Fine Dining from the Wrong Perspective

Traveling in New York City last week, I had the pleasure of sitting down at two restaurants I’ve wanted to visit for a long time: Momofuku Noodle Bar and Les Halles.

The latter was the launching point of Anthony Bourdain’s career as a television personality (he still maintains the title of Executive Chef) and the former was the first restaurant of David Chang, who has blended old school street Asian food with high end molecular gastronomy at several restaurants across New York.


Steak tartare at Les Halles

Both Momofuku and Les Halles have produced excellent cookbooks, appropriately titled Momofuku and The Les Halles Cookbook, co-written by their respective chefs. While the quality of the recipes is debatable (and everything is when it comes to the cooking world), they are both wonderfully written, containing essays on cooking, tales from the chefs' lives and storylike presentations of cooking instructions. 

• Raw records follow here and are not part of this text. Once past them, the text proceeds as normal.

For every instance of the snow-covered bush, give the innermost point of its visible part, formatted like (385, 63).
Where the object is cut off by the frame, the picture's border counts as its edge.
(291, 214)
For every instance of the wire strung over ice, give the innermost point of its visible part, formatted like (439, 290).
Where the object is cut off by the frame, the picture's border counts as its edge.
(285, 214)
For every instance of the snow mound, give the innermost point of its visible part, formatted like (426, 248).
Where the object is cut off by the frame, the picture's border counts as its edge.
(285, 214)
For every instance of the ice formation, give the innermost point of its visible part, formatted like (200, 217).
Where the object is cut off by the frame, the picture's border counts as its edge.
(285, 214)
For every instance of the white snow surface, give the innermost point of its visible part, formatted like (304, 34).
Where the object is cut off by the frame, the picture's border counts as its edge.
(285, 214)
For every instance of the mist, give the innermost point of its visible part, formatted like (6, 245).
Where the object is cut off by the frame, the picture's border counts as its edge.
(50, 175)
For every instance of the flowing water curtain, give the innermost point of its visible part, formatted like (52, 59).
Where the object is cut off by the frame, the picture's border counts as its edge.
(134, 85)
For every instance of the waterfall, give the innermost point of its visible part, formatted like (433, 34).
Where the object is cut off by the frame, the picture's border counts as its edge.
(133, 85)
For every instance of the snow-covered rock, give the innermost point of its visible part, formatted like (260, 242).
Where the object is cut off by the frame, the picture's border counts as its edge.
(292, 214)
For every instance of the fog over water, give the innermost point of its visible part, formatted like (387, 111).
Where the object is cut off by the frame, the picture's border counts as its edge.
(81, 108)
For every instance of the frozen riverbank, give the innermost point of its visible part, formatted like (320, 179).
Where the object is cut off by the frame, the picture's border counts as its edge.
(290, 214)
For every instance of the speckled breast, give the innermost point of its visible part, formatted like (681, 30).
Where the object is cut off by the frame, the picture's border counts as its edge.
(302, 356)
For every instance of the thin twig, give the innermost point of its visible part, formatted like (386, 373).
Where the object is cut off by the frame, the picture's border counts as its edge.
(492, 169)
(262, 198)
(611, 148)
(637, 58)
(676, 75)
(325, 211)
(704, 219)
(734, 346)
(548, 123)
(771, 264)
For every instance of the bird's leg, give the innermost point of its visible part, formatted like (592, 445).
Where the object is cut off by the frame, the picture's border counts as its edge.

This is exactly why having lunch at these places was so tough. Because they are written by chefs, cookbooks are kitchen driven.  When you cook the same dishes a few thousand times, food starts to take on new and enlightening dimensions that make eating potatoes or noodles all the more enriching. The authors' excitement about their food lies in that perspective.

Unfortunately, this doesn't translate automatically into a dining experience.

This is not to say the meals at these places were bad (though Les Halles was out of blood sausage), but, for me at least, it was a reminder that no matter how glam the restaurant is, food is better and more interesting from the perspective of the person eating it, after they have made it themselves.